For epigenetic assays (ATAC, methyl), only significant features are included, due to file size limitations.
## Enrichment Results
```{r camera-results-cols}
colnames(CAMERA_RESULTS)
```
Quick summary: CAMERA-PR is a method of enrichment that incorporates all features to generate a comparison of the test statistics between in-pathway vs out-of-pathway test statistics to see if the statistics within pathway are significant.

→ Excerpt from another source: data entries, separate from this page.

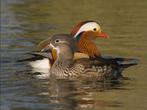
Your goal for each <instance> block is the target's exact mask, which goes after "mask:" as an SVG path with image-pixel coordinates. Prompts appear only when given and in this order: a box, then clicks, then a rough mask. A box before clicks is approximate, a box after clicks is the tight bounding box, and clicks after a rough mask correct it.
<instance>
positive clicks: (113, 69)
mask: <svg viewBox="0 0 147 110" xmlns="http://www.w3.org/2000/svg"><path fill="white" fill-rule="evenodd" d="M57 41H58V42H57ZM73 42H74V40H73V39H72V37H69V35H65V34H59V35H54V36H53V37H52V39H51V42H50V46H52V47H53V48H54V49H56V50H57V59H56V61H55V62H54V64H53V66H52V67H51V69H50V73H51V75H53V76H55V77H58V78H77V77H95V78H96V79H97V80H99V81H102V80H108V79H109V80H112V79H119V78H120V77H122V76H121V73H120V72H122V71H123V70H124V69H125V68H127V67H129V66H130V65H126V66H125V65H117V64H114V63H113V64H112V63H109V62H106V61H104V60H101V59H96V60H91V59H89V58H80V59H77V60H73V58H74V52H75V50H76V49H75V47H76V44H74V43H73ZM73 46H75V47H73ZM76 51H77V50H76ZM65 53H66V54H65ZM134 65H135V64H134Z"/></svg>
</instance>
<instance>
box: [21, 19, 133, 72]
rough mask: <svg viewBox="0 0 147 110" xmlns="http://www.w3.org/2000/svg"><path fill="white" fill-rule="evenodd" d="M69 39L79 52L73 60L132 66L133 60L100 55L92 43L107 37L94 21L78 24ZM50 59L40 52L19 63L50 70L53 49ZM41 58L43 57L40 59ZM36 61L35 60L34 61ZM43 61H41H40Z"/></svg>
mask: <svg viewBox="0 0 147 110" xmlns="http://www.w3.org/2000/svg"><path fill="white" fill-rule="evenodd" d="M70 37H73V38H74V39H75V40H76V41H77V46H78V48H79V51H78V52H76V53H74V59H78V58H89V57H90V58H91V59H98V60H103V62H107V63H110V64H112V63H113V64H114V65H116V64H118V65H119V64H123V63H124V62H125V63H127V64H133V63H134V60H135V61H136V59H131V58H113V57H112V58H111V57H108V58H105V57H103V56H102V55H101V52H100V50H99V48H98V47H97V45H96V44H95V43H94V40H95V39H96V38H99V37H100V38H108V37H109V36H108V35H107V34H105V33H104V32H102V29H101V27H100V25H99V24H98V23H97V22H95V21H83V22H80V23H78V24H77V25H76V26H75V27H74V28H73V29H72V31H71V33H70ZM50 40H51V37H49V38H48V39H46V40H44V41H42V42H40V43H39V45H38V47H37V48H38V50H39V51H42V50H44V48H45V47H46V46H48V44H49V43H50ZM49 53H50V57H48V56H47V57H46V53H45V54H44V55H43V53H42V54H41V55H40V52H39V53H37V52H35V53H30V54H32V55H34V56H35V58H33V59H25V60H20V61H26V60H29V61H30V62H29V63H30V65H31V66H32V67H34V68H45V69H47V68H48V69H50V67H51V65H52V64H53V63H54V61H55V60H56V50H55V49H53V50H51V51H50V52H49ZM42 56H43V57H42ZM35 59H36V60H35ZM42 59H43V60H42Z"/></svg>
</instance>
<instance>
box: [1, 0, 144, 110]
mask: <svg viewBox="0 0 147 110" xmlns="http://www.w3.org/2000/svg"><path fill="white" fill-rule="evenodd" d="M0 11H1V19H0V23H1V48H0V52H1V60H0V64H1V71H0V72H1V73H0V86H1V87H0V88H1V89H0V91H1V96H0V106H1V110H147V0H1V10H0ZM89 19H90V20H96V21H99V22H100V24H101V26H102V28H103V30H104V31H105V32H106V33H108V34H109V35H110V37H111V38H110V39H107V40H101V39H100V40H98V41H97V44H98V45H99V46H100V48H101V51H102V53H103V54H106V55H113V56H124V57H137V58H139V59H140V63H139V65H138V66H134V67H131V68H129V69H127V70H126V71H124V75H125V76H127V77H129V78H130V80H126V81H124V82H122V83H120V84H100V83H97V82H95V81H67V80H64V81H63V80H58V81H49V80H47V79H38V78H34V77H32V75H30V74H28V73H29V72H28V71H27V69H26V68H25V64H23V63H19V64H18V63H16V60H17V59H20V58H22V57H24V54H25V53H26V52H29V51H32V50H34V49H35V47H36V44H37V43H39V41H41V40H43V39H45V38H47V37H49V36H50V35H52V34H55V33H69V32H70V31H71V29H72V27H73V26H74V25H75V24H76V23H77V22H79V21H82V20H89Z"/></svg>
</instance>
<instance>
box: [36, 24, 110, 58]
mask: <svg viewBox="0 0 147 110" xmlns="http://www.w3.org/2000/svg"><path fill="white" fill-rule="evenodd" d="M70 34H71V36H72V37H74V38H75V39H76V40H77V41H78V42H77V45H78V47H79V52H80V53H84V54H85V55H88V56H89V57H95V56H101V53H100V50H99V49H98V47H97V46H96V44H95V43H94V40H95V39H96V38H99V37H100V38H108V37H109V36H108V35H107V34H105V33H103V32H102V29H101V27H100V25H99V24H98V23H97V22H95V21H82V22H80V23H78V24H77V25H76V26H74V27H73V29H72V31H71V33H70ZM49 42H50V38H48V39H46V40H44V41H42V42H40V43H39V45H38V50H41V49H42V48H44V47H45V46H47V44H48V43H49ZM76 55H77V54H76ZM82 55H83V54H82ZM53 57H56V53H55V51H54V52H53ZM75 57H77V56H75ZM55 59H56V58H55Z"/></svg>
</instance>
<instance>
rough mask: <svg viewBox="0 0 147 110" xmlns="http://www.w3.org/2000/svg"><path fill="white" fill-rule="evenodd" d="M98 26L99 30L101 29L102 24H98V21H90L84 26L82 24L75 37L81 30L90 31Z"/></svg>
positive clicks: (82, 31)
mask: <svg viewBox="0 0 147 110" xmlns="http://www.w3.org/2000/svg"><path fill="white" fill-rule="evenodd" d="M94 28H96V29H97V30H99V29H100V25H99V24H97V23H96V22H88V23H86V24H84V25H83V26H81V28H80V29H79V30H78V32H77V33H76V34H75V35H74V38H75V37H76V36H77V35H78V34H79V33H81V32H83V31H90V30H92V31H93V29H94Z"/></svg>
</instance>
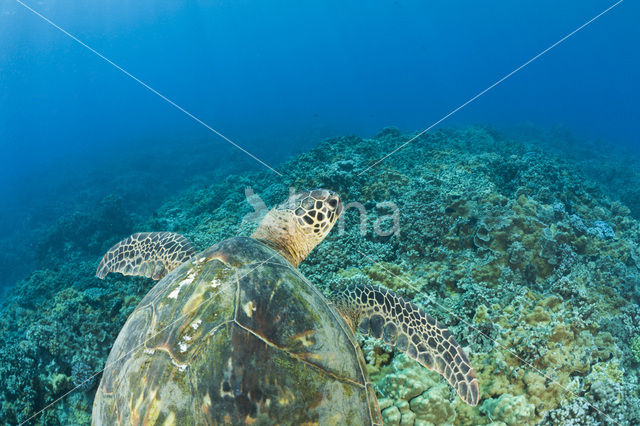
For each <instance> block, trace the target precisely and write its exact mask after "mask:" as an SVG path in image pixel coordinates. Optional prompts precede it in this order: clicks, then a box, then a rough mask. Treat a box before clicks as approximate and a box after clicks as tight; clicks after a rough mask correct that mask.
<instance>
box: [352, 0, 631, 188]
mask: <svg viewBox="0 0 640 426" xmlns="http://www.w3.org/2000/svg"><path fill="white" fill-rule="evenodd" d="M623 1H624V0H618V2H616V3H614V4H613V5H611V6H609V7H608V8H606V9H605V10H603V11H602V12H600V13H599V14H597V15H596V16H594V17H593V18H591V19H590V20H588V21H587V22H585V23H584V24H582V25H580V26H579V27H578V28H576V29H575V30H573V31H571V32H570V33H569V34H567V35H566V36H564V37H562V38H561V39H560V40H558V41H556V42H555V43H553V44H552V45H551V46H549V47H547V48H546V49H544V50H543V51H542V52H540V53H538V54H537V55H536V56H534V57H533V58H531V59H529V60H528V61H527V62H525V63H524V64H522V65H520V66H519V67H518V68H516V69H514V70H513V71H511V72H510V73H509V74H507V75H505V76H504V77H502V78H501V79H499V80H498V81H496V82H495V83H493V84H492V85H491V86H489V87H487V88H486V89H484V90H483V91H482V92H480V93H478V94H477V95H475V96H474V97H472V98H471V99H469V100H468V101H466V102H465V103H463V104H462V105H460V106H459V107H457V108H456V109H454V110H453V111H451V112H449V113H448V114H447V115H445V116H444V117H442V118H441V119H440V120H438V121H436V122H435V123H433V124H432V125H431V126H429V127H427V128H426V129H424V130H423V131H421V132H420V133H418V134H417V135H415V136H414V137H412V138H411V139H409V140H408V141H406V142H405V143H403V144H402V145H400V146H399V147H397V148H396V149H394V150H393V151H391V152H390V153H388V154H387V155H385V156H384V157H382V158H380V159H379V160H377V161H376V162H375V163H373V164H371V165H370V166H369V167H367V168H366V169H364V170H363V171H361V172H360V173H358V176H360V175H362V174H364V173H365V172H366V171H368V170H369V169H371V168H373V167H375V166H376V165H378V164H380V163H382V162H383V161H384V160H385V159H386V158H387V157H390V156H391V155H393V154H395V153H396V152H398V151H400V150H401V149H402V148H404V147H405V146H407V145H409V144H410V143H411V142H413V141H414V140H416V139H418V138H419V137H420V136H422V135H424V134H425V133H427V132H428V131H429V130H431V129H433V128H434V127H435V126H437V125H438V124H440V123H442V122H443V121H444V120H446V119H447V118H449V117H451V116H452V115H453V114H455V113H457V112H458V111H460V110H461V109H462V108H464V107H466V106H467V105H469V104H470V103H471V102H473V101H475V100H476V99H478V98H479V97H480V96H482V95H484V94H485V93H487V92H488V91H489V90H491V89H493V88H494V87H496V86H497V85H499V84H500V83H502V82H503V81H505V80H506V79H508V78H509V77H511V76H512V75H514V74H515V73H517V72H518V71H520V70H521V69H523V68H524V67H526V66H527V65H529V64H530V63H532V62H533V61H535V60H536V59H538V58H540V57H541V56H542V55H544V54H545V53H547V52H548V51H550V50H551V49H553V48H554V47H556V46H557V45H559V44H560V43H562V42H563V41H565V40H567V39H568V38H569V37H571V36H573V35H574V34H576V33H577V32H578V31H580V30H582V29H583V28H585V27H586V26H588V25H589V24H591V23H593V22H594V21H595V20H596V19H598V18H600V17H601V16H602V15H604V14H605V13H607V12H609V11H610V10H611V9H613V8H614V7H616V6H618V5H619V4H620V3H622V2H623Z"/></svg>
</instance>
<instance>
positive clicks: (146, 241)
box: [96, 232, 196, 280]
mask: <svg viewBox="0 0 640 426" xmlns="http://www.w3.org/2000/svg"><path fill="white" fill-rule="evenodd" d="M195 254H196V249H195V247H194V246H193V244H191V242H190V241H189V240H187V239H186V238H185V237H184V236H182V235H180V234H176V233H173V232H140V233H137V234H133V235H132V236H130V237H129V238H126V239H124V240H122V241H120V242H119V243H117V244H116V245H114V246H113V247H111V249H109V251H108V252H107V253H106V254H105V255H104V257H103V258H102V261H101V262H100V265H98V270H97V271H96V276H97V277H98V278H100V279H102V278H104V277H106V276H107V274H108V273H109V272H120V273H121V274H123V275H138V276H143V277H149V278H153V279H154V280H159V279H160V278H162V277H164V276H165V275H167V274H168V273H169V272H170V271H171V270H172V269H174V268H176V267H177V266H179V265H180V264H182V263H183V262H185V261H186V260H189V259H190V258H192V257H193V256H194V255H195Z"/></svg>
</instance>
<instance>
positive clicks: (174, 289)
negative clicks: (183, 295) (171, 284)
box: [168, 272, 196, 299]
mask: <svg viewBox="0 0 640 426" xmlns="http://www.w3.org/2000/svg"><path fill="white" fill-rule="evenodd" d="M195 278H196V273H195V272H192V273H190V274H189V275H188V276H187V278H185V279H184V280H182V281H180V283H179V284H178V286H177V287H176V288H175V289H174V290H173V291H172V292H171V293H170V294H169V296H168V297H169V299H177V298H178V294H179V293H180V289H182V287H183V286H185V285H189V284H191V283H192V282H193V280H194V279H195Z"/></svg>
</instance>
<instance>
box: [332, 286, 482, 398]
mask: <svg viewBox="0 0 640 426" xmlns="http://www.w3.org/2000/svg"><path fill="white" fill-rule="evenodd" d="M330 298H331V300H332V301H333V303H334V304H335V306H336V308H337V309H338V311H339V312H340V313H341V314H342V316H343V317H344V318H345V320H346V321H347V323H349V324H350V325H351V326H352V327H353V328H354V329H355V331H358V332H360V333H361V334H364V335H367V334H370V335H371V336H373V337H375V338H378V339H382V340H384V341H385V343H388V344H390V345H392V346H395V347H397V348H398V349H400V350H402V351H404V352H405V353H406V354H407V355H409V356H410V357H411V358H413V359H415V360H416V361H418V362H419V363H420V364H421V365H423V366H424V367H426V368H428V369H429V370H435V371H437V372H438V373H440V374H441V375H442V376H443V377H444V378H445V379H447V382H449V384H450V385H451V386H452V387H453V388H454V389H455V390H456V392H457V393H458V395H459V396H460V398H461V399H462V400H463V401H464V402H466V403H467V404H469V405H476V404H478V398H479V391H478V380H477V379H476V374H475V372H474V371H473V367H472V366H471V363H470V362H469V359H468V358H467V355H466V354H465V353H464V351H463V350H462V347H461V346H460V344H458V342H457V341H456V340H455V339H454V337H453V336H452V335H451V333H450V332H449V330H447V329H446V328H445V327H444V326H443V325H442V324H440V323H439V322H438V321H436V320H435V319H434V318H432V317H431V316H429V315H427V314H426V313H425V312H424V311H423V310H422V309H420V308H419V307H417V306H416V305H414V304H413V303H411V302H409V301H406V300H404V299H403V298H402V297H400V296H398V295H396V294H395V293H393V292H392V291H390V290H387V289H385V288H382V287H377V286H372V285H364V284H357V285H350V286H347V287H345V288H343V289H339V290H336V291H335V292H334V293H333V294H332V295H331V296H330Z"/></svg>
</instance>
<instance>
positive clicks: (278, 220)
mask: <svg viewBox="0 0 640 426" xmlns="http://www.w3.org/2000/svg"><path fill="white" fill-rule="evenodd" d="M341 213H342V202H341V201H340V197H339V196H338V195H337V194H336V193H334V192H332V191H329V190H327V189H312V190H309V191H304V192H299V193H297V194H294V195H292V196H290V197H289V198H288V199H287V200H286V201H284V202H283V203H281V204H279V205H278V206H276V207H274V208H273V209H271V211H269V213H267V214H266V216H265V217H264V218H263V219H262V221H261V222H260V225H259V226H258V229H256V230H255V232H254V233H253V235H251V237H252V238H255V239H257V240H260V241H262V242H263V243H265V244H267V245H269V246H271V247H273V248H275V249H276V250H278V251H279V252H280V254H282V255H283V256H284V257H286V258H287V259H288V260H289V261H290V262H291V264H293V266H298V264H299V263H300V262H302V261H303V260H304V258H305V257H307V255H308V254H309V253H310V252H311V250H313V248H314V247H315V246H317V245H318V244H319V243H320V242H321V241H322V240H324V237H326V236H327V234H328V233H329V231H331V228H333V225H334V224H335V223H336V221H337V220H338V217H339V216H340V214H341Z"/></svg>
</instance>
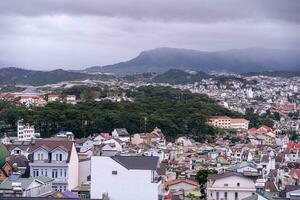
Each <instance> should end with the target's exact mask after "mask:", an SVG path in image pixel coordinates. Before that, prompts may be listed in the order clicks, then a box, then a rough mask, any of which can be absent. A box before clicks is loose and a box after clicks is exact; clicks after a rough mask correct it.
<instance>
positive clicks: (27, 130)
mask: <svg viewBox="0 0 300 200" xmlns="http://www.w3.org/2000/svg"><path fill="white" fill-rule="evenodd" d="M37 136H39V133H36V132H35V129H34V126H32V125H30V124H28V123H27V124H26V123H24V120H23V119H21V120H18V140H21V141H26V140H27V141H28V140H32V139H34V138H36V137H37Z"/></svg>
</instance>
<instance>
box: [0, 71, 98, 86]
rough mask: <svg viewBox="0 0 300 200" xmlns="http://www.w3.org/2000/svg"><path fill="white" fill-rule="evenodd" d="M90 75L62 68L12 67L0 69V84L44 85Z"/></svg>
mask: <svg viewBox="0 0 300 200" xmlns="http://www.w3.org/2000/svg"><path fill="white" fill-rule="evenodd" d="M91 77H93V76H92V75H88V74H83V73H77V72H69V71H65V70H62V69H58V70H53V71H34V70H26V69H20V68H13V67H10V68H2V69H0V84H28V85H45V84H53V83H58V82H62V81H74V80H83V79H87V78H91Z"/></svg>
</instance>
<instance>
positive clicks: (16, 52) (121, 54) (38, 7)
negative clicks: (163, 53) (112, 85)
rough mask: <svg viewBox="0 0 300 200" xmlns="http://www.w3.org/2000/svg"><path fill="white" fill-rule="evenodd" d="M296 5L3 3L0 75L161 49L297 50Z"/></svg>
mask: <svg viewBox="0 0 300 200" xmlns="http://www.w3.org/2000/svg"><path fill="white" fill-rule="evenodd" d="M299 3H300V1H298V0H282V1H281V0H247V1H246V0H245V1H244V0H226V1H225V0H119V1H117V0H107V1H106V0H26V1H24V0H7V1H6V0H5V1H4V0H3V1H0V61H1V63H0V67H1V66H5V64H9V65H10V66H12V65H13V66H22V67H28V68H34V69H50V68H52V69H53V68H58V67H65V68H69V69H70V68H72V69H74V68H77V69H79V68H83V67H86V66H92V65H106V64H112V63H115V62H119V61H123V60H128V59H130V58H132V57H134V56H136V55H137V54H138V53H139V52H140V51H142V50H146V49H151V48H157V47H162V46H167V47H176V48H188V49H198V50H209V51H214V50H224V49H231V48H248V47H266V48H292V49H297V50H299V46H300V23H299V22H300V20H299V18H300V16H299V15H298V11H299V10H300V8H299Z"/></svg>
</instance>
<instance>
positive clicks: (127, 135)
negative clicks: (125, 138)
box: [114, 128, 130, 137]
mask: <svg viewBox="0 0 300 200" xmlns="http://www.w3.org/2000/svg"><path fill="white" fill-rule="evenodd" d="M114 131H116V132H117V133H118V136H119V137H129V136H130V135H129V133H128V132H127V130H126V128H116V129H115V130H114Z"/></svg>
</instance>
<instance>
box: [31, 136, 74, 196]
mask: <svg viewBox="0 0 300 200" xmlns="http://www.w3.org/2000/svg"><path fill="white" fill-rule="evenodd" d="M31 153H32V160H31V161H30V163H29V166H30V176H32V177H36V176H47V177H50V178H53V179H54V181H53V184H52V187H53V189H54V190H58V191H65V190H71V189H73V188H75V187H77V186H78V173H79V172H78V169H79V164H78V156H77V152H76V149H75V146H74V144H73V142H71V141H69V140H68V139H66V138H49V139H39V140H36V141H35V143H34V144H33V145H32V147H31Z"/></svg>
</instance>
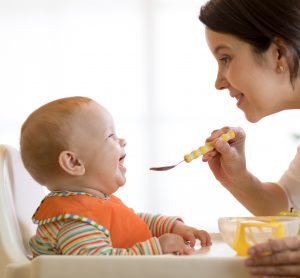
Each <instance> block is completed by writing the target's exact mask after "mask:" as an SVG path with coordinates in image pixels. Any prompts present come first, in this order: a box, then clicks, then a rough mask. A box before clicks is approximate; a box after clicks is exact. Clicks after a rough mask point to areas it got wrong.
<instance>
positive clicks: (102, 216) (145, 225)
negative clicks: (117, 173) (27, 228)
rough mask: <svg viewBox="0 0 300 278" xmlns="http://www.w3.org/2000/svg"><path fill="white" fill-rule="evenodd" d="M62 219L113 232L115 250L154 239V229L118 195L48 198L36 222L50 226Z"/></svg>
mask: <svg viewBox="0 0 300 278" xmlns="http://www.w3.org/2000/svg"><path fill="white" fill-rule="evenodd" d="M61 219H77V220H80V221H83V222H87V223H89V224H91V225H94V226H96V227H97V228H99V229H101V227H104V228H105V229H107V230H109V232H110V237H111V241H112V245H113V247H114V248H129V247H131V246H132V245H133V244H135V243H137V242H142V241H146V240H148V239H149V238H151V234H150V230H149V228H148V226H147V225H146V223H145V222H144V221H143V220H141V219H140V218H139V217H138V216H137V215H136V214H135V213H134V212H133V211H132V210H131V209H130V208H128V207H126V206H125V205H124V204H123V203H122V201H121V200H120V199H119V198H117V197H116V196H111V198H110V199H108V200H105V199H101V198H98V197H96V196H92V195H87V194H84V195H67V196H64V195H62V196H48V197H46V198H45V199H44V200H43V201H42V203H41V205H40V206H39V208H38V209H37V211H36V212H35V214H34V215H33V221H34V222H35V223H37V224H46V223H50V222H53V221H57V220H61Z"/></svg>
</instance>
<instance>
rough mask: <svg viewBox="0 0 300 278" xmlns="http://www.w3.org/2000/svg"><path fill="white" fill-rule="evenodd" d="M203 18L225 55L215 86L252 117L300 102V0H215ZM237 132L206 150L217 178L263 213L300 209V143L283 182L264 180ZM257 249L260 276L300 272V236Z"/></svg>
mask: <svg viewBox="0 0 300 278" xmlns="http://www.w3.org/2000/svg"><path fill="white" fill-rule="evenodd" d="M199 18H200V21H201V22H202V23H204V25H205V26H206V39H207V43H208V46H209V48H210V50H211V52H212V54H213V55H214V57H215V58H216V60H217V62H218V75H217V79H216V83H215V86H216V88H217V89H219V90H223V89H227V90H228V91H229V94H230V96H231V97H233V98H236V100H237V106H238V108H240V109H241V110H243V111H244V113H245V116H246V118H247V119H248V120H249V121H250V122H253V123H254V122H257V121H259V120H260V119H261V118H263V117H265V116H268V115H271V114H273V113H277V112H279V111H282V110H286V109H300V73H299V62H300V1H299V0H284V1H283V0H263V1H262V0H211V1H209V2H207V3H206V4H205V5H204V6H203V7H202V8H201V12H200V16H199ZM227 129H228V128H226V127H225V128H222V129H220V130H217V131H214V132H213V133H212V135H211V137H210V138H208V139H207V140H209V141H210V140H213V139H215V138H217V137H218V136H219V135H220V134H221V133H223V132H224V131H226V130H227ZM234 131H235V132H236V139H235V140H234V141H233V143H232V144H230V145H229V144H228V143H226V142H224V141H222V140H219V141H217V143H216V151H214V152H210V153H208V154H206V155H205V156H203V161H206V162H208V164H209V166H210V169H211V170H212V172H213V173H214V175H215V177H216V178H217V179H218V180H219V181H220V182H221V184H222V185H223V186H224V187H225V188H226V189H228V190H229V191H230V192H231V193H232V194H233V195H234V196H235V197H236V198H237V199H238V200H239V201H240V202H241V203H242V204H243V205H244V206H245V207H247V208H248V209H249V210H250V211H251V212H252V213H253V214H255V215H274V214H277V213H278V212H280V211H283V210H288V209H289V208H291V207H293V208H294V209H296V210H300V147H299V148H298V153H297V154H296V157H295V158H294V160H293V161H292V163H291V164H290V167H289V169H288V170H287V171H286V173H284V175H283V176H282V178H281V179H280V181H279V182H278V183H270V182H267V183H264V182H261V181H260V180H259V179H258V178H256V177H255V176H254V175H252V174H251V173H250V172H249V171H248V170H247V167H246V161H245V152H244V145H245V137H246V136H245V133H244V131H243V130H242V129H241V128H234ZM274 200H275V201H274ZM266 251H270V252H269V253H270V255H269V256H265V254H266ZM249 255H250V257H249V258H248V259H247V260H246V265H247V266H249V267H250V271H251V273H252V274H254V275H267V276H268V277H275V276H280V277H282V276H283V277H291V276H292V277H300V237H299V236H297V237H292V238H286V239H283V240H271V241H269V242H268V243H265V244H260V245H256V246H254V247H252V248H250V249H249Z"/></svg>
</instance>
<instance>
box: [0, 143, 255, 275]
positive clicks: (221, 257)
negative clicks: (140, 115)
mask: <svg viewBox="0 0 300 278" xmlns="http://www.w3.org/2000/svg"><path fill="white" fill-rule="evenodd" d="M44 195H45V192H44V190H43V188H42V186H40V185H39V184H37V183H36V182H35V181H34V180H33V179H32V178H31V177H30V176H29V174H28V173H27V171H26V170H25V168H24V166H23V163H22V161H21V158H20V155H19V152H18V151H17V150H16V149H14V148H12V147H10V146H7V145H0V278H53V277H55V278H69V277H70V278H81V277H83V276H85V277H88V278H99V277H105V278H115V277H125V278H127V277H128V278H140V277H145V278H153V277H157V278H165V277H170V278H182V277H186V278H193V277H209V278H215V277H222V278H240V277H243V278H250V277H251V276H250V275H249V274H248V270H247V269H246V268H245V266H244V258H242V257H236V256H235V252H233V251H232V250H231V249H230V248H229V247H228V246H227V245H226V244H225V243H224V242H223V241H222V239H221V238H220V235H219V234H212V239H213V242H214V243H213V245H212V247H205V248H201V249H199V250H198V251H196V252H195V255H191V256H174V255H161V256H61V255H55V256H39V257H36V258H34V259H33V260H31V255H30V250H29V248H28V239H29V238H30V236H31V235H33V234H34V231H35V229H36V227H35V226H34V225H33V224H32V222H31V216H32V214H33V213H34V211H35V209H36V208H37V206H38V205H39V203H40V201H41V200H42V198H43V197H44Z"/></svg>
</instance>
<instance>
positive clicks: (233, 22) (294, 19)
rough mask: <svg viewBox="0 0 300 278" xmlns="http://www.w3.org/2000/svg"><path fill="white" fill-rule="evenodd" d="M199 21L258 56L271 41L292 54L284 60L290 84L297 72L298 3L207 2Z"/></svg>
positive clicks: (217, 0)
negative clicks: (275, 43)
mask: <svg viewBox="0 0 300 278" xmlns="http://www.w3.org/2000/svg"><path fill="white" fill-rule="evenodd" d="M199 19H200V21H201V22H202V23H204V24H205V25H206V26H207V27H208V28H209V29H211V30H213V31H215V32H220V33H226V34H231V35H233V36H236V37H238V38H239V39H241V40H243V41H245V42H247V43H249V44H250V45H252V46H253V48H254V51H255V52H256V53H258V54H260V53H263V52H264V51H266V50H267V49H268V48H269V46H270V44H271V43H272V42H273V41H274V40H275V39H279V38H280V39H282V40H283V41H284V42H285V43H286V44H287V46H288V48H289V50H290V51H291V53H292V57H291V58H290V59H288V63H289V70H290V79H291V82H292V83H293V81H294V80H295V78H296V77H297V75H298V71H299V60H300V0H210V1H208V2H207V3H206V4H205V5H204V6H202V7H201V10H200V16H199Z"/></svg>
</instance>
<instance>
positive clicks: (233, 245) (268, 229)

This file structure is more or less just an enrichment level match for the comparisons described in the single-matrix differential analysis results, where all tissues and assays are included in all the analysis.
## Feature to gene file
```{r feature-to-gene}
head(HUMAN_FEATURE_TO_GENE)
```
The feature-to-gene map links each feature tested in differential analysis to a gene, using Ensembl version 105 (mapped to GENCODE 39) as the gene identifier source. Proteomics feature IDs (UniProt IDs) were mapped to gene symbols and Entrez IDs using UniProt’s mapping files. Epigenomics features were mapped to the nearest gene using the ChIPseeker::annotatePeak() function with Homo sapiens Ensembl release 105 gene annotations. Gene symbols, Entrez IDs, and Ensembl IDs were assigned to features using biomaRt version 2.58.2 (Bioconductor 3.18). This file links all of the features included in any ome/tissue in our analysis. Use this to see how some levels of omic analysis (e.g. ATAC, RNAseq) may link up in terms of ome names.
# For Developers
## Testing installation with Docker
A `Dockerfile` is included to verify that the package and all its dependencies
install correctly in a clean Linux environment. This is useful for catching
missing system libraries or silent dependency failures before release.
```bash
# Build the image (installs all Imports, Suggests, and Remotes)
docker build -t motrpac-presuspension-test .
# Run the container to confirm the package loads
docker run --rm motrpac-presuspension-test
```
To render vignettes inside the container:
```bash
docker run --rm -v "$(pwd)/vignette_output:/output" motrpac-presuspension-test bash -c "
apt-get update && apt-get install -y --no-install-recommends pandoc &&
R -e \"
rmarkdown::render('vignettes/package_overview.Rmd', output_dir='/output');
rmarkdown::render('vignettes/differential_analysis.Rmd', output_dir='/output')
\"
"
```
## Acknowledgements
MoTrPAC is supported by the National Institutes of Health (NIH) Common
Fund through cooperative agreements managed by the National Institute of Diabetes and Digestive and Kidney Diseases (NIDDK), National Institute of Arthritis and Musculoskeletal Diseases (NIAMS), and National Institute on Aging (NIA).
Specifically, the MoTrPAC Study is supported by NIH grants U24OD026629 (Bioinformatics Center), U24DK112349, U24DK112342, U24DK112340, U24DK112341, U24DK112326, U24DK112331, U24DK112348 (Chemical Analysis Sites), U01AR071133, U01AR071130, U01AR071124, U01AR071128, U01AR071150, U01AR071160, U01AR071158 (Clinical Centers), U24AR071113 (Consortium Coordinating Center), U01AG055133, U01AG055137 and U01AG055135 (PASS/Animal Sites).
## Data Use Agreement
Recipients and their Agents agree that in publications using **any** data from MoTrPAC public-use data sets they will acknowledge MoTrPAC as the source of data, including the version number of the data sets used, e.g.:
* Data used in the preparation of this article were obtained from the Molecular Transducers of Physical Activity Consortium (MoTrPAC) database, which is available for public access at [motrpac-data.org](motrpac-data.org).
* Data used in the preparation of this article were obtained from the Molecular Transducers of Physical Activity Consortium (MoTrPAC) Pre-CovidSuspension Data release version 1.3.0.